Russia might still be a strongly patriarchal society, but a new wave of feminist activists are fighting the status quo like never before.
Activism takes many forms: from demonstrations and organising music festivals, to raising awareness through art and photography. The internet and social media has proven to be a great tool in mobilising the wider public. The cases of the Khachaturian sisters — teenagers who killed their father in self-defence after years of abuse — and artist Yulia Tsvetkova, who is facing court for body positive drawings, have both proven the internet’s galvanising reach.
The fight for gender equality and women’s safety will take decades, but Russian feminist activists are not ready to stop anytime soon. The Calvert Journal compiled the best stories from our project, Russia Z, about the emerging movement.
Photographer and body-positive activist Miliyollie met with feminists from across Russia, each engaged in their own activist work: from vlogging and organising charity parties, to lobbying for legislation in parliament and leading crisis centres. She talked to them about their work, their goals and hopes, and about this particular moment in the history of the Russian feminist movement.

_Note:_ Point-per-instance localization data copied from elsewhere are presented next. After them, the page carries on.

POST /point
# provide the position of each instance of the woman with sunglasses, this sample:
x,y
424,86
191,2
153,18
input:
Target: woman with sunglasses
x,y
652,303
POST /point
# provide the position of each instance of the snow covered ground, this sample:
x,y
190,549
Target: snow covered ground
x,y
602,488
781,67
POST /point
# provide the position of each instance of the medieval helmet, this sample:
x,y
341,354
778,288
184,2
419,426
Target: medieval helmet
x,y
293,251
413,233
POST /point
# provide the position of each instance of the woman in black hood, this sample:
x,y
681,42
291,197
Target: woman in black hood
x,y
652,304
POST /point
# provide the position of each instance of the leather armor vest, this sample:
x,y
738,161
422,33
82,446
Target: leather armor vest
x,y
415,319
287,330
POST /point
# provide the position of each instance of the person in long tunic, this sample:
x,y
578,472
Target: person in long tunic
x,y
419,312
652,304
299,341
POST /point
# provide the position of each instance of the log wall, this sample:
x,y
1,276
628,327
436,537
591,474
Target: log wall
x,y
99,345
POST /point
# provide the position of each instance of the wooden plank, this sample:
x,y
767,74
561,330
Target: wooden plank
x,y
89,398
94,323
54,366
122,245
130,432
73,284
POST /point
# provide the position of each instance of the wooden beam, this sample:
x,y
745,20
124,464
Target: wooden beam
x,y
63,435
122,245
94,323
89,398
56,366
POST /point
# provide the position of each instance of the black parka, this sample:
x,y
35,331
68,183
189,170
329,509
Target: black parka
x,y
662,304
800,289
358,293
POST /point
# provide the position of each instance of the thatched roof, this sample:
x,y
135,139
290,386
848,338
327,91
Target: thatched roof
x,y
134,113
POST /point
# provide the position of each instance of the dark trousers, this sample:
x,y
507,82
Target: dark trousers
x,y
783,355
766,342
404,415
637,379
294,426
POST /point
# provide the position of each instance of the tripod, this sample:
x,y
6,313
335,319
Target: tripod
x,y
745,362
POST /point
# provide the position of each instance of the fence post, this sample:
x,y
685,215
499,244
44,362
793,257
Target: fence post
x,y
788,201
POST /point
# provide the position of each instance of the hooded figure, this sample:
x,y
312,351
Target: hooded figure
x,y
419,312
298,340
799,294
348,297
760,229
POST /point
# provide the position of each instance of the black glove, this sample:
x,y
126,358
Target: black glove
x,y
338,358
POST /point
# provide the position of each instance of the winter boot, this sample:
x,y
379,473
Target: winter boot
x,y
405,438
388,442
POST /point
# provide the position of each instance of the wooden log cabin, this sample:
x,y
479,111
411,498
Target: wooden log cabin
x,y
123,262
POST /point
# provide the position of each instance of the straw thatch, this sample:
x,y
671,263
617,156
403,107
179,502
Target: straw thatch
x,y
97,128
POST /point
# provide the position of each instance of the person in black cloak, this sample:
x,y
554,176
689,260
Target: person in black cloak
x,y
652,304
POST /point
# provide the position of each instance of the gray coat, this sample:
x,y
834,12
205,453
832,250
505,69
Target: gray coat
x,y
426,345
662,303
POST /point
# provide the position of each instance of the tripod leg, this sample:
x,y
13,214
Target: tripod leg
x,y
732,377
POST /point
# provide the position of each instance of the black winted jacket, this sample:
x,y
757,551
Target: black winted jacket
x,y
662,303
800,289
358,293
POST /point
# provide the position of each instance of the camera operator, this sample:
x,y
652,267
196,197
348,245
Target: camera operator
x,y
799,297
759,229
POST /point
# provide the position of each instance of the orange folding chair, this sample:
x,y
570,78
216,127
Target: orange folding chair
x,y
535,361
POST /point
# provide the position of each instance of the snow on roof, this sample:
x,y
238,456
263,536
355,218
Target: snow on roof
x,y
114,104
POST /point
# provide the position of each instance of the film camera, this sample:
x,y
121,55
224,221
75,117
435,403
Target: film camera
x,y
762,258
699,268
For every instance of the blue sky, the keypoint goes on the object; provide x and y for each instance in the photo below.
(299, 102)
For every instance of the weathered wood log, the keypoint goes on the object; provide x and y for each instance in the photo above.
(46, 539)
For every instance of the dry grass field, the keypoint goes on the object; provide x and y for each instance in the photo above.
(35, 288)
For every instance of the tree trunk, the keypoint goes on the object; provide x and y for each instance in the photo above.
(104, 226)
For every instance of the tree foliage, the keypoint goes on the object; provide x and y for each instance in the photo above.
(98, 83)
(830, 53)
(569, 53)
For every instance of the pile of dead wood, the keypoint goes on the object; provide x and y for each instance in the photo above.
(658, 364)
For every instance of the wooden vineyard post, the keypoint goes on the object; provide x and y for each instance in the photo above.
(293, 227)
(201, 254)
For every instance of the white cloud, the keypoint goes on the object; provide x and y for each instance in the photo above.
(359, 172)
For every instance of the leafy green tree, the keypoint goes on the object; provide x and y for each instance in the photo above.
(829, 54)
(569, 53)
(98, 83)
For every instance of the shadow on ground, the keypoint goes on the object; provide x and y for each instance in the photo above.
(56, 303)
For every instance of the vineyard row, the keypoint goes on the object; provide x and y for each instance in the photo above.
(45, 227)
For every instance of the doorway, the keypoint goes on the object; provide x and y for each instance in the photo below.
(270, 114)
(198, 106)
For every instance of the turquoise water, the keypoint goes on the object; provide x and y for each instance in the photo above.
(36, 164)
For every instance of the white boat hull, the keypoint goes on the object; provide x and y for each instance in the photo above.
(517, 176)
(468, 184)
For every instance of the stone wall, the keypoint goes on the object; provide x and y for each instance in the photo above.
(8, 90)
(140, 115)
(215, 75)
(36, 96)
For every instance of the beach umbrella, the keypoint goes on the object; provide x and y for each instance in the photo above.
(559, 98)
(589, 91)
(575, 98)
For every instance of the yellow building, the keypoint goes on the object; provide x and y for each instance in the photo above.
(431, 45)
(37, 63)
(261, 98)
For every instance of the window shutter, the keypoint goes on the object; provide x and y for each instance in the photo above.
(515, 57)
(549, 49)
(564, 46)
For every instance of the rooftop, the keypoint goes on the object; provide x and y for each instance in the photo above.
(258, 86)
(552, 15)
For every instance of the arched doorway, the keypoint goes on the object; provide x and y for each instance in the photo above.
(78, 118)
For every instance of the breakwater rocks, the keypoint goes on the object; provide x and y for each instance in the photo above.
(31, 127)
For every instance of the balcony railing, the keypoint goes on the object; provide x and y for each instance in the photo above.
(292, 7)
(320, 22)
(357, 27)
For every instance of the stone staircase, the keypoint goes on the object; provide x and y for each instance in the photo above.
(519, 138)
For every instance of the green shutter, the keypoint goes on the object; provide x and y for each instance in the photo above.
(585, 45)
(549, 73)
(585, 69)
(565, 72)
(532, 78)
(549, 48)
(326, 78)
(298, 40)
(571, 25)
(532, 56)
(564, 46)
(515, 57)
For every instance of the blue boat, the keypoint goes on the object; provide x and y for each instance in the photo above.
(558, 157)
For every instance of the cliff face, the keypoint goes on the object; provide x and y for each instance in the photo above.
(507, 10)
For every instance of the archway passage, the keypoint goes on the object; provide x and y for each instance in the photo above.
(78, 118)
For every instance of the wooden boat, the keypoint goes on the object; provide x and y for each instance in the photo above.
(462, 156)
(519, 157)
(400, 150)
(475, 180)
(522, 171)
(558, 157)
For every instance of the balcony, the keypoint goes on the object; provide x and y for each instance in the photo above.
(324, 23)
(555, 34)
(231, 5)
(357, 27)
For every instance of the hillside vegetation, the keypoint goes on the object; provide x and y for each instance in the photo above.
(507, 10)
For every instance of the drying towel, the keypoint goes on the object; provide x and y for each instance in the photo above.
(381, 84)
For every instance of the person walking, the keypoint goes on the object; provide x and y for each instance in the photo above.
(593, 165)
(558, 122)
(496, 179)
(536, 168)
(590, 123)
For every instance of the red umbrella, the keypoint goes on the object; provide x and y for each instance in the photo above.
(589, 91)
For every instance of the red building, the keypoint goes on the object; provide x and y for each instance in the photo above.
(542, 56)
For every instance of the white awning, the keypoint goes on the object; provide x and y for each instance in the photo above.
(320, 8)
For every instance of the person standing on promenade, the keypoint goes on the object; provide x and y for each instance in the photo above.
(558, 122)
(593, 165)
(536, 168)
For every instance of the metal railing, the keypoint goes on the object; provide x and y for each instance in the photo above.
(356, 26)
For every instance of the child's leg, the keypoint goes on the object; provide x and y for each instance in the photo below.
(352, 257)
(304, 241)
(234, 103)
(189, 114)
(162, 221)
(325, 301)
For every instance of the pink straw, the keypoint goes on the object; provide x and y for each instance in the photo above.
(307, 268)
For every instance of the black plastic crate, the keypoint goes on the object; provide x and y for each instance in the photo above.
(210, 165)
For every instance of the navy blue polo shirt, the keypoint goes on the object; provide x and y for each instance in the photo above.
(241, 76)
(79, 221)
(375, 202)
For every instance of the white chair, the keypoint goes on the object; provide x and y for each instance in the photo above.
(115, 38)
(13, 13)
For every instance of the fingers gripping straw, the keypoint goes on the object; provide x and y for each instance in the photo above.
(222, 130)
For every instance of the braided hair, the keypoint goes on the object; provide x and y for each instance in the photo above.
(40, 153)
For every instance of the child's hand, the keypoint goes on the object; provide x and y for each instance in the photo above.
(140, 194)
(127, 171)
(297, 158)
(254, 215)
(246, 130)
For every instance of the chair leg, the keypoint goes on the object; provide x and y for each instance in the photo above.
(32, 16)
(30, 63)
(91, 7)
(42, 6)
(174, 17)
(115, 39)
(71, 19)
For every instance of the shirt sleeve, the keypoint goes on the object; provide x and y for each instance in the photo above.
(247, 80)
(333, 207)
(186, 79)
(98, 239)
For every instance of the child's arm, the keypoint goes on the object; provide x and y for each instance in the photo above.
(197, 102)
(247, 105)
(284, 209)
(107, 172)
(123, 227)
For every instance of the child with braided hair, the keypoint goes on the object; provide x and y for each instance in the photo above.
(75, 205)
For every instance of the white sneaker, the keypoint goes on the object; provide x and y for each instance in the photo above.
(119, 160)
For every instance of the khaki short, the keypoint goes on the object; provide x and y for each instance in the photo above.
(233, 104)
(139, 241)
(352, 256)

The fashion industry would have you believe that real Russian beauty means blonde hair, blue eyes, and perfect features. Within Russian culture itself, beauty is often linked to gender and traditional social norms, but beauty is not just about looks; it’s about shaping the way that people behave in patriarchal society. For a new generation, redefining beauty is important, not only on an aesthetic but ideological level, too. They want to show that beauty can be queer, fat, gender-fluid, non-white, subversive, outrageous, and individual. For The Calvert Journal’s Russia Z project, photographer and body positivity activist Miliyollie created a series of portraits that challenge our perception of Russian beauty.
In this edition of The Calvert Journal podcast, writer and curator Anastasiia Fedorova talks to activist and DJ Lölja Nordic, researcher and activist Sasha Alekseeva, and artist Maria Gorodetskaya about the new wave of Russian feminism and its place in global debates on gender equality.
Feminist activism is not always limited to direct conversations about social issues: it is also about gradual work to change people’s perception of the world. In her practice, artist Sofya Skidan questions the way we relate to notions such as wilderness, gender, sex, ego, and time. Through performance, video and photography, her own body often becomes a tool to explore these complex questions.
For most people, Russian literature is the realm of heavy-bound tomes by Dostoevsky or Tolstoy. The country’s traditional literary canon is hierarchical and conservative; largely male and devoid of openly queer voices. Change, however, is already coming — driven by a new wave of young literary activists and independent startups challenging the status quo. Many are led by young women, an offshoot from Russia’s growing feminist movement. They search for the forgotten Russian writers of the past, look for young new voices, and translate the queer foreign titles that would otherwise never make it into Russian.